Cash transfers to low- and middle-income countries eased this year, with rising prices taking a toll on migrants' incomes, the World Bank said Wednesday.
Remittances to lower-income countries rose around five per cent to $626 billion, lower than the 10.2 per cent jump in 2021, the bank added in a report.
While the reopening of economies as the pandemic receded helped with employment, rising costs "adversely affected migrants' real incomes," the Washington-based development lender said.
And in 2023, the increase of such remittance flows is projected to slow further to two percent, as GDP growth in wealthier countries moderates.
"Downside risks remain substantial, including a further deterioration of the war in Ukraine, volatile oil prices and currency exchange rates, and a deeper-than-expected downturn in major high-income countries," said the World Bank in its report.

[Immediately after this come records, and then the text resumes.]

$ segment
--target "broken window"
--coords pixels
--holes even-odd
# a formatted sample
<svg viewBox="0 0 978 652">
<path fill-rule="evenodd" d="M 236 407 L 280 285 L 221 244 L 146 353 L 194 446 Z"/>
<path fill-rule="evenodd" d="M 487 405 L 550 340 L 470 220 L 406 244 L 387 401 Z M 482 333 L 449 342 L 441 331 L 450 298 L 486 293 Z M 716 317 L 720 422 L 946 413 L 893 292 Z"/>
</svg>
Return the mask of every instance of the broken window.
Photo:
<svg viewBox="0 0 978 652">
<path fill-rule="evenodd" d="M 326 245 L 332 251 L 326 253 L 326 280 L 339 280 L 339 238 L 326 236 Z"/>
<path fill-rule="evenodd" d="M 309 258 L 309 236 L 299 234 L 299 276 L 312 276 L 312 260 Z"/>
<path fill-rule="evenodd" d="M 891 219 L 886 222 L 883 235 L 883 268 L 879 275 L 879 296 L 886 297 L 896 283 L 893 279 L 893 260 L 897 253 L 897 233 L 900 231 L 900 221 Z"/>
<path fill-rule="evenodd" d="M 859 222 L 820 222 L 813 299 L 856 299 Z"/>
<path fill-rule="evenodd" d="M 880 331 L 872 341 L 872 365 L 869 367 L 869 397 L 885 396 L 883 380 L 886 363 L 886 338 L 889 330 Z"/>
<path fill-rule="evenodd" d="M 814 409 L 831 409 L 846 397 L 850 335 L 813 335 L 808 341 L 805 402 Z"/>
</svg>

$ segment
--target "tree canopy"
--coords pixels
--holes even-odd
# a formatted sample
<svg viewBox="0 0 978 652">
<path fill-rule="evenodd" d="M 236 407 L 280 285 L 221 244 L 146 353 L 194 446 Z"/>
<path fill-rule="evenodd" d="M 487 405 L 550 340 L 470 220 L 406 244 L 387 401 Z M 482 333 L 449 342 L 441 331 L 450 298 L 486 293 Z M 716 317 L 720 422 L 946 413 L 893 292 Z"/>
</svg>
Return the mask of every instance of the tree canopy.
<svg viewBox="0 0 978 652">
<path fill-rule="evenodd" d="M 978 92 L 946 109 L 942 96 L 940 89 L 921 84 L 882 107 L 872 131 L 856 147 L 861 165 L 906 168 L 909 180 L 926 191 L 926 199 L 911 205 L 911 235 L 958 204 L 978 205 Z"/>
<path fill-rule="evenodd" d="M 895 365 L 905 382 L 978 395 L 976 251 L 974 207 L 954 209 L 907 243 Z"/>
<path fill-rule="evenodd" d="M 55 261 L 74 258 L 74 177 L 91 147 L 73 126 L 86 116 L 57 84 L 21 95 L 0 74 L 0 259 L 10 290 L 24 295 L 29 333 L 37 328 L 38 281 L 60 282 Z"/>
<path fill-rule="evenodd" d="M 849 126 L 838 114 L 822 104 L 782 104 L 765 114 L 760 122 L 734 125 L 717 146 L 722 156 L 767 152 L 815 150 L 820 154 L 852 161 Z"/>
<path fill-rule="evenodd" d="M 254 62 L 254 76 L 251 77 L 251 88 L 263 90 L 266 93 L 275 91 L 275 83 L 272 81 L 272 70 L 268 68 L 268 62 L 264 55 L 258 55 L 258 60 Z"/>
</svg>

Meanwhile, rising oil prices and continued demand for migrant workers boosted remittances to Central Asian countries, while the ruble's appreciation against the US dollar translated into higher value of outward transfers.
But in Europe, a weaker euro had the opposite effect, the report said.
In Ukraine, remittance growth is pegged at two per cent, lower than earlier estimates "as funds for Ukrainians were sent to countries hosting them, and hand-carried money transfers likely increased," the bank added.
Meanwhile, India is on track to receive over $100 billion in yearly remittances in 2022.